If \( P \) and \( Q \) are two \( 3 \times 3 \) matrices such that \( |PQ| = 1 \) and \( |P| = 9 \), then the determinant of adjoint of the matrix \( P . Adj \ 3Q \) is:

• A. \(9^4\)
• B. \(\frac{1}{9^4} \)
• C. \(9^2\)
• D. \(\frac{1}{9^2} \)

Hint:

For determinant-based problems, remember key properties such as \( \text{det}(\text{Adj } A) = (\text{det } A)^{n-1} \).

Answer 1

The Correct Option is A

Step 1: Using the Determinant Property For any \( n \times n \) matrix \( A \), the determinant of its adjugate matrix is given by: \[ \text{det}(\text{Adj } A) = (\text{det } A)^{n-1} \] Since \( P \) and \( Q \) are \( 3 \times 3 \) matrices, applying this formula: \[ \text{det}(\text{Adj } P) = (|P|)^{3-1} = (9)^2 = 81. \]
Step 2: Applying the Property to Product Matrices Since \( |PQ| = 1 \), and using determinant properties: \[ |P . \text{Adj } 3Q| = |P|^2 \cdot |3Q|^2 = 9^2 \cdot 9^2 = 9^4. \] Thus, the correct answer is: \[ \boxed{9^4} \]

Answer 2

To find the determinant of the adjoint of the matrix \(P \cdot \text{Adj } 3Q\), we need to follow these steps:

1. Given: \(|PQ| = 1\) and \(|P| = 9\).
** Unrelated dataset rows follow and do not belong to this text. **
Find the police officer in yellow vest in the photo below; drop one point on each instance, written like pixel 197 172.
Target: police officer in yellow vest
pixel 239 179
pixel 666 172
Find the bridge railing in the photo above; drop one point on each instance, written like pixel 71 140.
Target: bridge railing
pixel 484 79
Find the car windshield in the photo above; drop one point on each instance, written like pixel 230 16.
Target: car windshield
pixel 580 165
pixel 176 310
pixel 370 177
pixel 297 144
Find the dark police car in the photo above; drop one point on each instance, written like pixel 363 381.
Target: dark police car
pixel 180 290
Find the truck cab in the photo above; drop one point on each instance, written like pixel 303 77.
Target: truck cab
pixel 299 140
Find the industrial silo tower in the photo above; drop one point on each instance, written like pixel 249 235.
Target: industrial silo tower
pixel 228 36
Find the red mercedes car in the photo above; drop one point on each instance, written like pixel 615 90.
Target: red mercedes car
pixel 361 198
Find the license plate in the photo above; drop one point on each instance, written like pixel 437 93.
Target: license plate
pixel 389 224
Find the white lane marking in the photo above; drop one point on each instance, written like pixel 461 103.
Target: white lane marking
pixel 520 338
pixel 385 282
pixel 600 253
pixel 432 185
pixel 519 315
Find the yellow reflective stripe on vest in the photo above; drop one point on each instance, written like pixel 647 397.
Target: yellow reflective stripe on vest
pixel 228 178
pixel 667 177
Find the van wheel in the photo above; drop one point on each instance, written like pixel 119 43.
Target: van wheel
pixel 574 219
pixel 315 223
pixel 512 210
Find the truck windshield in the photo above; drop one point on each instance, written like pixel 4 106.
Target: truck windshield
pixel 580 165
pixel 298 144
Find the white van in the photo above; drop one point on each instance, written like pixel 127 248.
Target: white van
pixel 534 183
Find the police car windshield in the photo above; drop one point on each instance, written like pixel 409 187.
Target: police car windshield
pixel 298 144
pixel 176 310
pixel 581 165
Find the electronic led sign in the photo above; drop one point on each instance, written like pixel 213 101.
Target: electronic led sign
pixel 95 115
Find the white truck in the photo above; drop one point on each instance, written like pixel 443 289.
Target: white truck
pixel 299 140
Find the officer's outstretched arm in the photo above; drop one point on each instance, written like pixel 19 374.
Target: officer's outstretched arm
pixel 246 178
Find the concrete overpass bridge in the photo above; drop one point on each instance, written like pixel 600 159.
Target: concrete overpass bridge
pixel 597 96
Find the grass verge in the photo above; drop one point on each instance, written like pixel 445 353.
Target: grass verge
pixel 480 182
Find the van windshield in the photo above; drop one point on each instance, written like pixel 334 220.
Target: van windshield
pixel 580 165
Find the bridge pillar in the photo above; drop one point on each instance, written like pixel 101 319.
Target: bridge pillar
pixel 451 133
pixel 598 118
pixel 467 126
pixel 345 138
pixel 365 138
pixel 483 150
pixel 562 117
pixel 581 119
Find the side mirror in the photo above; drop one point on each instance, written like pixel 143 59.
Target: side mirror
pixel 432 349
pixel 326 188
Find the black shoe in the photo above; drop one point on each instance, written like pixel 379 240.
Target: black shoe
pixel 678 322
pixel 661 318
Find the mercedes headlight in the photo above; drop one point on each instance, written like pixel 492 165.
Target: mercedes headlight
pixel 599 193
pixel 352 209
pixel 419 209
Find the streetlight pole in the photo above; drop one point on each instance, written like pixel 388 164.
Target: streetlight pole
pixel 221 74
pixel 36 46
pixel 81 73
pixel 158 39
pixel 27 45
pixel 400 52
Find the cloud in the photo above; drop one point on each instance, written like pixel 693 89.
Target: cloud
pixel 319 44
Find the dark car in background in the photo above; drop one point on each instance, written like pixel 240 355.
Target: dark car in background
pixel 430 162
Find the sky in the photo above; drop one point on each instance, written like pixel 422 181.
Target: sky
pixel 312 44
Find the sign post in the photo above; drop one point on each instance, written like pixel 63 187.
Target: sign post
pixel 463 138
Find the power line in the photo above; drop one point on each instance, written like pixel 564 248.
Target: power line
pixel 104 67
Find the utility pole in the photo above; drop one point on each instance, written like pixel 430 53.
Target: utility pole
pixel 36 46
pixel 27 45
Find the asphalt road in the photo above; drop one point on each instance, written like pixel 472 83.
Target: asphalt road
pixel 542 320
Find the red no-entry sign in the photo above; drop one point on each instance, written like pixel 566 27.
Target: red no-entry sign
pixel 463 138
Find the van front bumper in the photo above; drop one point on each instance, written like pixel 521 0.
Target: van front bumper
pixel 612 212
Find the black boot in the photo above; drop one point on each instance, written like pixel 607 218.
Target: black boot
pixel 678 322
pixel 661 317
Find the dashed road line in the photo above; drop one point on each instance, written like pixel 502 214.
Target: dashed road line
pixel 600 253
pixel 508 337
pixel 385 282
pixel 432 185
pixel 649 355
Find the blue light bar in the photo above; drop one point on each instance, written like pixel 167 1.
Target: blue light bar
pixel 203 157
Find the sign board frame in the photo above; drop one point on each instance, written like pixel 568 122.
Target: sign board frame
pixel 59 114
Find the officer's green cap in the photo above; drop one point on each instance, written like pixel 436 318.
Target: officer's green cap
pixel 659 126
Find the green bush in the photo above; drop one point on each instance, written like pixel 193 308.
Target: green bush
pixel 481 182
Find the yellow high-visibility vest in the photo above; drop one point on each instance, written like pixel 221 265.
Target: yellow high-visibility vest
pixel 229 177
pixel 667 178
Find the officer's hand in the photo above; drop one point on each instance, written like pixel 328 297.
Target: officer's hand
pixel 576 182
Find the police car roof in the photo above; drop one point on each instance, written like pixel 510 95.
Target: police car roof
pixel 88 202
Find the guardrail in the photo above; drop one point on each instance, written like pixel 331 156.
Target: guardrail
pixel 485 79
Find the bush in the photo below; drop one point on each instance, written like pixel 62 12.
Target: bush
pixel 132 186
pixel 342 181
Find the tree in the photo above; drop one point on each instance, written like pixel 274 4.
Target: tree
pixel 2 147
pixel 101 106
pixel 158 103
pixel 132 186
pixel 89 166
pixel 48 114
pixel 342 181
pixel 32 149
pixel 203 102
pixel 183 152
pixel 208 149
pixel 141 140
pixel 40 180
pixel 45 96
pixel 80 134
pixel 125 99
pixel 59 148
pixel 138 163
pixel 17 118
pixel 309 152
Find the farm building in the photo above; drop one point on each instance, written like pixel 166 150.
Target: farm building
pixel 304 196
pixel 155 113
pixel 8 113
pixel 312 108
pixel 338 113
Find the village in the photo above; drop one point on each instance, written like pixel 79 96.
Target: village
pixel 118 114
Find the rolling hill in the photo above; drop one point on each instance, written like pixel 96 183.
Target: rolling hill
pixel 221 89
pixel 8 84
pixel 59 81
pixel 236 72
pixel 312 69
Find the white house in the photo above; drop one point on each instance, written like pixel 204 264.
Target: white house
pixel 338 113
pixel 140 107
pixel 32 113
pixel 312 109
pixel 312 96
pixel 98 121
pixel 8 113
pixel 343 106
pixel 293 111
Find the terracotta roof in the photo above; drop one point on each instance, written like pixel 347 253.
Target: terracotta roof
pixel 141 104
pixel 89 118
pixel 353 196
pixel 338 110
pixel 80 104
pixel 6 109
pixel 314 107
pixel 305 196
We know \(|A \cdot B| = |A| \cdot |B|\) for any square matrices \(A\) and \(B\). Thus, \(|PQ| = |P| \cdot |Q| = 1\).
2. Substituting the value, \(|P| \cdot |Q| = 1\), we get \(9 \cdot |Q| = 1\), which implies \(|Q| = \frac{1}{9}\).
3. Now, consider the expression \(P \cdot \text{Adj } 3Q\). We need to find the determinant of its adjoint: \(|\text{Adj}(P \cdot \text{Adj } 3Q)|\).
4. The property of determinants states \(|\text{Adj}(A)| = |A|^{n-1}\) where \(n\) is the order of the square matrix. Thus, for a 3x3 matrix \(A\), \(|\text{Adj}(A)| = |A|^2\).
5. Since \(P\) and \(3Q\) are both 3x3 matrices, we know:
   • \(|3Q| = 3^3 \cdot |Q| = 27 \cdot \frac{1}{9} = 3\).
   • \(|\text{Adj } 3Q| = |3Q|^2 = 3^2 = 9\).
6. Now calculate \(|P \cdot \text{Adj } 3Q|\):
   • \(|P \cdot \text{Adj } 3Q| = |P| \cdot |\text{Adj } 3Q| = 9 \cdot 9 = 81\).
7. Finally, we calculate \(|\text{Adj}(P \cdot \text{Adj } 3Q)|\):
   • Using \(|\text{Adj}(A)| = |A|^2\), we get \(|P \cdot \text{Adj } 3Q|^2 = 81^2 = 6561 = 9^4\).

Therefore, the determinant of the adjoint of \(P \cdot \text{Adj } 3Q\) is \(\mathbf{9^4}\).